Tribunal de Cabinda liberta activistas dos direitos humanos

Forças especiais angolanas em Cabinda, em Janeiro passado, durante o CAN 2010 (AP Photo/Darko Bandic)

Padre Tati diz à VOA que "está sereno". UNITA apela à responsabilização dos juízes. Governo ainda não reagiu.

Quatro activistas dos direitos humanos, condenados por cumplicidade num ataque terrorista em Janeiro passado foram libertados, quarta-feira, em Cabinda.

José Benjamin Fuca, Belchior Lanso Tati, Francisco Luemba e o Padre Raúl Tati, cujo estado de saúde inspira cuidados, foram libertados por decisão do Tribunal Constitucional de Angola. Os juízes decretaram a libertação por entenderem que, tendo sido revogado o artigo 26º da anterior Lei de Segurança do Estado, ao abrigo do qual os arguidos foram condenados, deixara de haver base legal para a sua continuada detenção.

Após a sua libertação, o Padre Tati, com lágrimas nos olhos, disse a José Manuel, correspondente da VOA, que "neste momento estou sereno. Neste momento a minha prioridade é curar a minha saúde, que está seriamente debilitada".

Alberto Raimundo, um dos principais advogados de defesa deste processo, declarou à VOA, em Cabinda, regressar a Luanda com a consciência do dever cumprido. Raimundo defendeu que o Tribunal de Cabinda agiu "à margem da Constituição" quando condenou os activistas. "O momento é de grande emoção", disse.

O vice-presidente da UNITA, Jorge Mulato, declarou à VOA estar satisfeito com a libertação dos quatro, a três dias do Natal, mas adiantou ser preciso responsabilizar os juízes que condenam, indevidamente, as pessoas.

Mulato acrescentou ser necessário esperar para ver se esta decisão, apesar de benvinda, é um acto isolado ou um sinal de mudança no sistema judicial angolano.

Por seu turno, Alcides Sakala, porta-voz da UNITA, disse que para Cabinda “deixar de ser um problema, falta sentar a mesa o governo de Luanda e a FLEC para que, com negociações serias, se acabe com um problema já demasiado longo”.

Para José Patrocinio, dirigente da organização angolana de direitos humanos OMUNGA, a libvertação dos detidos é motivo de satisfação. Mas nota que eles nunca deveriam ter sido presos e condenados.
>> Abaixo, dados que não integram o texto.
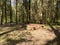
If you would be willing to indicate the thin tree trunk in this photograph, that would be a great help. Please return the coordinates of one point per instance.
(10, 13)
(5, 13)
(16, 12)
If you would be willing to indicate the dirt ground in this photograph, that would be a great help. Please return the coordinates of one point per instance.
(30, 36)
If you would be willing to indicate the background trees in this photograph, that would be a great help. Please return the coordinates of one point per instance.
(29, 11)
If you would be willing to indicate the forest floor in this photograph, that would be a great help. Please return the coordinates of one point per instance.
(30, 36)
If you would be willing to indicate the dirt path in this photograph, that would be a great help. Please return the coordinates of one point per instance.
(29, 37)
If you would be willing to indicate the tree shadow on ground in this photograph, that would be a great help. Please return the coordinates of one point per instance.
(55, 41)
(14, 42)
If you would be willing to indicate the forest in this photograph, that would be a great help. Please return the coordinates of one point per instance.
(28, 22)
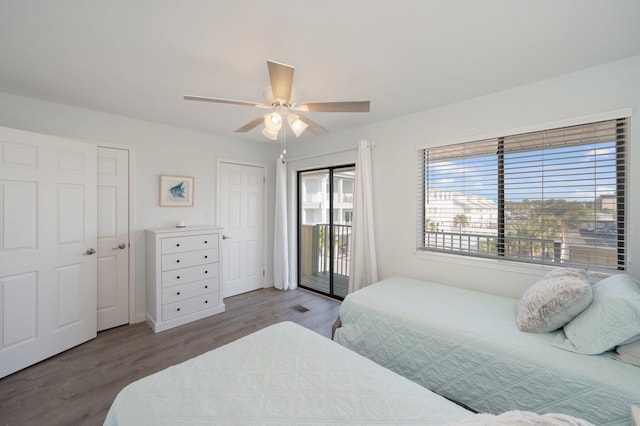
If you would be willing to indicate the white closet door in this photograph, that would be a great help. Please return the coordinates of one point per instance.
(113, 237)
(47, 246)
(242, 217)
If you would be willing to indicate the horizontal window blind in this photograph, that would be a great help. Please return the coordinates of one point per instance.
(551, 196)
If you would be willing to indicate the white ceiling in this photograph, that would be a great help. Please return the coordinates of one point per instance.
(137, 58)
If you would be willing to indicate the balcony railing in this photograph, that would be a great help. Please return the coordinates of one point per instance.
(521, 248)
(316, 246)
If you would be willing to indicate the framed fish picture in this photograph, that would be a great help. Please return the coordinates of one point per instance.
(176, 191)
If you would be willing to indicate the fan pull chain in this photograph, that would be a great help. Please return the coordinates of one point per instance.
(283, 147)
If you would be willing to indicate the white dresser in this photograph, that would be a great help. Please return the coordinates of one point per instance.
(183, 275)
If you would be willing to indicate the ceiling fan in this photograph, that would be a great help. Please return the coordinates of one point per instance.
(282, 98)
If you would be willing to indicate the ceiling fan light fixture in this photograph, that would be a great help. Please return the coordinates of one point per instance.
(297, 126)
(273, 121)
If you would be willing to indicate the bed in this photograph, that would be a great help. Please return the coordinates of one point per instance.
(465, 345)
(282, 374)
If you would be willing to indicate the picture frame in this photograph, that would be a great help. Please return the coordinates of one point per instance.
(176, 191)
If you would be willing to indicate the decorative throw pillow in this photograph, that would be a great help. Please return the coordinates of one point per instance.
(612, 319)
(554, 300)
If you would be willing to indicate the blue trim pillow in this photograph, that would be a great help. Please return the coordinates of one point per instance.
(554, 300)
(612, 319)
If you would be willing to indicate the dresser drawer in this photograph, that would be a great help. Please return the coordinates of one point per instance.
(189, 258)
(186, 275)
(186, 291)
(189, 306)
(189, 243)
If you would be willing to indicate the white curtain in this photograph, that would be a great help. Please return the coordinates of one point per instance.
(280, 231)
(364, 267)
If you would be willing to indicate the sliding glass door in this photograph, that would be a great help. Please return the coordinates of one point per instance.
(325, 211)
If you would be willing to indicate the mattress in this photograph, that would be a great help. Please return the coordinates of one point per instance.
(283, 374)
(465, 345)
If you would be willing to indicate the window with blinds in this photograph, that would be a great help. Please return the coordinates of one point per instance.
(553, 196)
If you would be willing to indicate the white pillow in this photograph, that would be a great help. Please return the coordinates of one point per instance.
(612, 319)
(629, 353)
(554, 300)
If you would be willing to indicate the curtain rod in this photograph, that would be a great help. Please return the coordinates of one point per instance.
(328, 153)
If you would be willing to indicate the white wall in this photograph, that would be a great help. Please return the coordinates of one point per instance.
(157, 149)
(164, 149)
(609, 87)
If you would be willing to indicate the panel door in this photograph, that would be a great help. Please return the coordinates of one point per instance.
(47, 246)
(113, 237)
(242, 217)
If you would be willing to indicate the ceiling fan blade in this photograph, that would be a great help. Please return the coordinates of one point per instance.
(348, 106)
(221, 101)
(281, 77)
(314, 127)
(250, 125)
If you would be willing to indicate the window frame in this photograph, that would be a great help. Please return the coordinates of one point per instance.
(621, 217)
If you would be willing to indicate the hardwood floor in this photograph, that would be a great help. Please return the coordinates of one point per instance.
(77, 387)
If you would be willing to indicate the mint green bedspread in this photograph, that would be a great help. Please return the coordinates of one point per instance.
(465, 346)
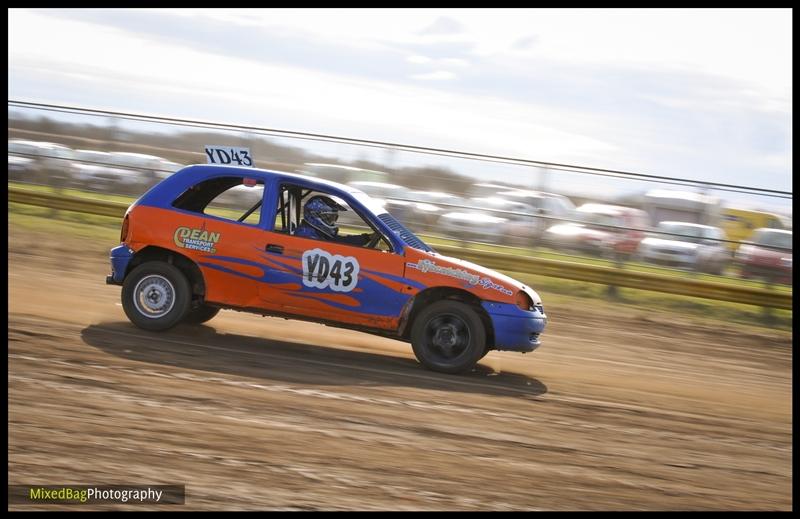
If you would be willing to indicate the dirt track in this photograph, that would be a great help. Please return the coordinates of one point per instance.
(613, 412)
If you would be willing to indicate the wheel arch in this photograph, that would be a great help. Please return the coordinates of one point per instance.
(431, 295)
(187, 266)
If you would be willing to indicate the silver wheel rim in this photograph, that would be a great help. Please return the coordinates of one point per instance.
(154, 296)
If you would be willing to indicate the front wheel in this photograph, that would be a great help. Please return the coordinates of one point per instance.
(156, 296)
(448, 336)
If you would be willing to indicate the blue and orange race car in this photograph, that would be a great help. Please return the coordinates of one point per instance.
(211, 237)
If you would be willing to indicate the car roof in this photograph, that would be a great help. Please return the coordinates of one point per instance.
(689, 224)
(366, 183)
(777, 231)
(217, 169)
(607, 209)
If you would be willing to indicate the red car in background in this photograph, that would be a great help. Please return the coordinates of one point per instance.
(767, 255)
(606, 230)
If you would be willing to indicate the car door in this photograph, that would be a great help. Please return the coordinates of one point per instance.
(217, 223)
(332, 281)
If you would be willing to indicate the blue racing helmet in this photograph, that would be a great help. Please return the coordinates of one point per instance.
(321, 213)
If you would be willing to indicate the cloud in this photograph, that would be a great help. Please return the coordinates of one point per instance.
(439, 75)
(443, 26)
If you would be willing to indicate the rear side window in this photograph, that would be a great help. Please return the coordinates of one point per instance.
(238, 199)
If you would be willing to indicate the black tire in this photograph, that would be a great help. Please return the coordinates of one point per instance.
(156, 296)
(201, 314)
(448, 336)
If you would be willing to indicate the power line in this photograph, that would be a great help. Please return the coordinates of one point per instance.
(410, 148)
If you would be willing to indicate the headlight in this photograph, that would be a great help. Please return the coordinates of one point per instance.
(524, 301)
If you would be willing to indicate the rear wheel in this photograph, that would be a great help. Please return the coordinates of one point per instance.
(200, 314)
(448, 336)
(156, 296)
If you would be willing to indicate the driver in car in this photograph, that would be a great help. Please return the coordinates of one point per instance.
(319, 222)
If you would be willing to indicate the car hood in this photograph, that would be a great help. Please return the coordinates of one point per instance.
(473, 218)
(479, 276)
(567, 230)
(674, 244)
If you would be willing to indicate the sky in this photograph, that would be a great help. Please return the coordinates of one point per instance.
(703, 94)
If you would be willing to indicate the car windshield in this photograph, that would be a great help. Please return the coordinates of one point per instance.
(778, 240)
(602, 219)
(397, 228)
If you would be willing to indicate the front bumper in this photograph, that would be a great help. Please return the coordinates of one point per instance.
(515, 329)
(120, 257)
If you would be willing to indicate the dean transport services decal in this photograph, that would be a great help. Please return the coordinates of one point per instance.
(196, 239)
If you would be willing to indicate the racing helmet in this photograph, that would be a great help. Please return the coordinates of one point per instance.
(321, 213)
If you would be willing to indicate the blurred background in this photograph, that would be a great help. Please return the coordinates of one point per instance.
(633, 166)
(544, 130)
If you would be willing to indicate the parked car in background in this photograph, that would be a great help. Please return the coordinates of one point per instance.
(341, 173)
(49, 163)
(687, 245)
(551, 206)
(767, 255)
(94, 171)
(20, 168)
(490, 220)
(394, 198)
(429, 207)
(612, 231)
(739, 224)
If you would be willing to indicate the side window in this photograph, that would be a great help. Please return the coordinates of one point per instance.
(237, 199)
(332, 219)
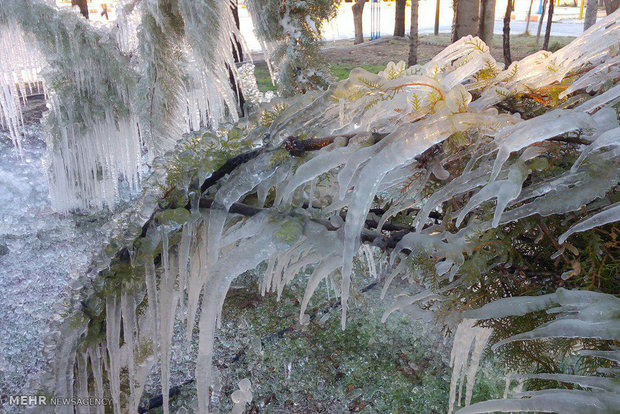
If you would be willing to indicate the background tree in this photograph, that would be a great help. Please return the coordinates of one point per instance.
(591, 10)
(83, 5)
(611, 6)
(465, 18)
(506, 36)
(399, 19)
(540, 22)
(487, 21)
(413, 34)
(527, 20)
(437, 8)
(358, 11)
(548, 29)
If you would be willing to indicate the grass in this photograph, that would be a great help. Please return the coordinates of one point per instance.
(340, 71)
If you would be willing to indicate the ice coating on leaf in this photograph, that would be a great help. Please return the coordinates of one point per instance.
(242, 396)
(549, 125)
(318, 165)
(608, 98)
(405, 145)
(551, 401)
(600, 383)
(596, 78)
(585, 315)
(504, 190)
(609, 138)
(408, 112)
(609, 215)
(244, 181)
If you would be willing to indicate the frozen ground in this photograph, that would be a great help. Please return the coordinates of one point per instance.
(40, 254)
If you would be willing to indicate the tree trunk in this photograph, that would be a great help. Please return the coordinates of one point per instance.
(465, 18)
(358, 10)
(506, 38)
(548, 30)
(487, 21)
(83, 5)
(540, 22)
(591, 10)
(399, 20)
(238, 57)
(611, 6)
(413, 34)
(437, 8)
(529, 16)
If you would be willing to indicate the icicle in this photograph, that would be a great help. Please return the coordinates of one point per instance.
(242, 396)
(20, 65)
(608, 98)
(244, 181)
(321, 272)
(468, 339)
(113, 332)
(94, 355)
(370, 260)
(609, 215)
(167, 303)
(128, 309)
(535, 130)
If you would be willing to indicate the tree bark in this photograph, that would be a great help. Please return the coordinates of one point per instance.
(529, 16)
(437, 8)
(465, 18)
(83, 6)
(549, 21)
(487, 21)
(506, 38)
(237, 50)
(540, 22)
(611, 6)
(358, 10)
(399, 19)
(591, 11)
(413, 34)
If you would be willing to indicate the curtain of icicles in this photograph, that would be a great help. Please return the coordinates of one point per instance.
(20, 68)
(187, 258)
(120, 95)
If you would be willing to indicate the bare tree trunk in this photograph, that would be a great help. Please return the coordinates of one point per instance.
(591, 11)
(358, 10)
(506, 38)
(465, 18)
(548, 30)
(437, 7)
(529, 16)
(487, 21)
(611, 6)
(540, 22)
(237, 51)
(83, 5)
(399, 20)
(413, 34)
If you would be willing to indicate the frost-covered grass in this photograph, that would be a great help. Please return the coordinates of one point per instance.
(340, 71)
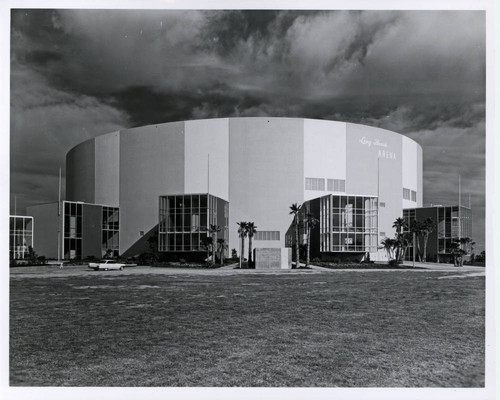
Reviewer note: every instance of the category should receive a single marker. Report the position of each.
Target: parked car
(106, 264)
O estado de saúde do Padre Tati é, por outro lado, a principal preocupação do activista cabindense José Mavundo."Está magro, muito magro, de rosto pálido", disse Mavungo atribuindo o estado do clérigo aos "maus tratos e condições de detenção". .
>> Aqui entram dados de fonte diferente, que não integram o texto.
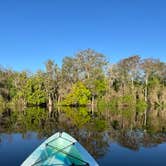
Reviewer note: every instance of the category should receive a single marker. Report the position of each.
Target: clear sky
(32, 31)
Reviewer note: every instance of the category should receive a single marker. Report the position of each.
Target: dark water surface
(123, 137)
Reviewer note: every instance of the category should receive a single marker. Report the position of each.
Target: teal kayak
(60, 149)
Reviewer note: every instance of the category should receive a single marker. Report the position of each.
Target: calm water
(123, 137)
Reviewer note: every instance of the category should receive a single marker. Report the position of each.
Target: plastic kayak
(60, 149)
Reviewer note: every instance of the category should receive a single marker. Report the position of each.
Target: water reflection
(129, 128)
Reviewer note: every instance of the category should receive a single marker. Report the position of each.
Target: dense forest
(87, 79)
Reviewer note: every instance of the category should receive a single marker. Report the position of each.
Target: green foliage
(34, 91)
(141, 105)
(79, 95)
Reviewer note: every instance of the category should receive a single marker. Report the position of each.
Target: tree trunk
(92, 104)
(50, 102)
(146, 90)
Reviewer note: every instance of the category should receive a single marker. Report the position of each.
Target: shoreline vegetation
(87, 79)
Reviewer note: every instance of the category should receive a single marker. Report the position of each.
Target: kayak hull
(60, 149)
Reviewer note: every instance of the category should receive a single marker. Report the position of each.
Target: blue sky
(32, 31)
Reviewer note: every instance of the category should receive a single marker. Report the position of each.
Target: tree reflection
(94, 131)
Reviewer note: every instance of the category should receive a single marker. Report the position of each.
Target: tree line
(87, 78)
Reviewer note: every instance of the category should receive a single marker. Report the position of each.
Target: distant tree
(79, 95)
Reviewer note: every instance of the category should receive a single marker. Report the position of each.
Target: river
(113, 137)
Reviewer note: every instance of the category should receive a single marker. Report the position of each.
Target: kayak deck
(60, 149)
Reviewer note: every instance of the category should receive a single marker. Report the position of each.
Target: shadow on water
(96, 132)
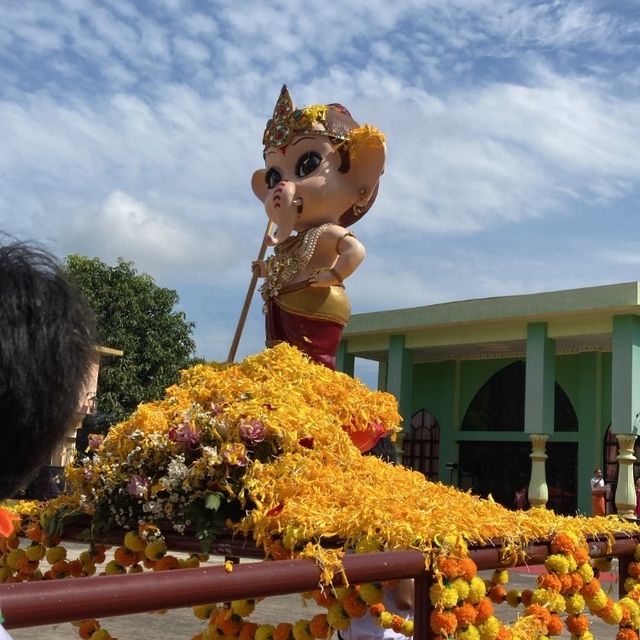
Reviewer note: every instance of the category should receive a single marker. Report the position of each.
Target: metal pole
(247, 300)
(30, 604)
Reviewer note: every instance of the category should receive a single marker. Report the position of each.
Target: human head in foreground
(47, 345)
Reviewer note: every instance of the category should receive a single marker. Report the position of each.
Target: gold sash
(319, 303)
Como relata Alexandre Neto, da VOA em Luanda, o calvário do padre Raul Tati e demais activistas cívicos, José Benjamim Fuca, Belchior Lanso Taty e Francisco Luemba tive início pelas 6:00 horas de 12 de Janeiro, quando a polícia efectuou busca nas suas casas.

O primeiro a ser detido foi Benjamim Fuka, por terem sido encontrados consigo, documentos como o Estatuto da FLEC-FAC e um Regulamento Interno dum Comité local.

Seguiu-se no dia 13, Belchior Lanso Tati. Consigo foram encontrados material bibliográfico e a publicação “Estratégia Global p/ Solução de Conflito de Cabinda.

Segundo reportou a polícia ao Procurador local nos autos, os activistas levavam a cabo acções como colagem de panfletos incitadores dos populares menos esclarecidos. Estas e outras acções nas quais se podiam incluir reuniões mantidas quer no interior como no exterior do país, “eram subversivas e ... alimentadas por alguns núcleos constituídos por Francisco Luemba e Raul Tati”.

Os visados viriam a ser presos logo a seguir e acusados pelo Ministério Público de prática de “Outros Crimes” conforme o artigo 26 da lei dos Crimes Contra a Segurança do Estado.

A detenção do padre Raul Tati coincidiu com a decisão que havia tomado em Agosto do ano passado de deixar a actividade clerical, intenção que manifestou junto da diocese local e num círculo mais restrito de amigos e familiares.

A sua prisão na cadeia do Yabi passou por isso a ser vista como uma retaliação, face também ao seu posicionamento crítico em relação ao conflito de Cabinda.

Mas o histórico de detenções na província de Cabinda espelha o ambiente de repressão no enclave, rico em petróleo, onde são recorrentes os ataques da guerrilha.

Em dois anos, sete pessoas entre as quais o jornalista Fernando Lelo, foram condenadas com penas de 12 e 13 anos.

Apesar de alguns terem sido absolvidos no decurso do processo, a lista de detidos é engrossada por civis, alguns dos quais agricultores da região ou membros da autoridade tradicional, incluindo o regedor do Conde acusado de crime de sabotagem, cuja pena foi agravada pelo Tribunal Supremo para 24 anos de prisão.

Como fundamentou a defesa no recurso que interpôs junto do Tribunal Constitucional, os activistas cívicos não praticaram nenhum crime. “Outros Crimes” como foram acusados, sugere de facto estar-se no mundo das hipóteses ou conjecturas.

Como sublinhou Fernando Macedo, o Tribunal Constitucional não esteve bem no processo, sobretudo por ter atrasado a decisão do Recurso do mês d’Agosto, deixando que a solução do problema fosse encontrada através da revogação da lei 7/78 por parte da Assembleia Nacional e não pela declaração de inconstitucionalidade. Segundo a fonte que estamos a citar,o Tribunal fugiu à sua responsabilidade.

A decisão do Acórdão entretanto, não produz nenhum efeito imediato para os outros casos, como são as detenções dos membros do Manifesto da Lunda Tchókwe.